The tutorial deals with problems in which the data we have to
work with is a set of rankings or permutations. We can see
examples of this kind of data in the output of a query of
several search engines, the ranking of films or songs given by
the users of on-line music or movies web-server, etc. One way
to tackle this kind of data is by means of probabilistic
modeling, i.e., to learn a probability distribution over the
space of ranking, and then to carry out inference tasks in
order to get the required information: find the consensus
ranking, find the probability that movie A is ranked higher
than movie B for a particular user, etc. Unfortunately dealing
with ranking data from a probabilistic point of view is a
daunting task as the number of permutations of the n objects
grows exponentially with n. Furthermore, in many real
scenarios the 1 number of possible objects (as the number of
possible output web pages of a query in a search engine) can
be considered as unlimited. Recently numerous proposals have
been done in the machine learning as well as in the
statistical communities to create models that can approach
these kind of problems. These different approaches can be
mainly classified as, (i) parametric-based approaches, (ii)

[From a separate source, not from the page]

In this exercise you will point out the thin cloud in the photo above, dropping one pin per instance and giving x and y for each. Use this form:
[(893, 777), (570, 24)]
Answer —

low-order statistics approaches and (iii) non-parametric
approaches. Parametric approaches to deal with permutation
data have a long history in the field of statistics as they
have been used for more than thirty years. These approaches
assume a functional form of the probability distribution over
the set of permutations that come defined by a set of
parameters. The differences between the parametric models can
be related with the kind of data that motivated its discovery.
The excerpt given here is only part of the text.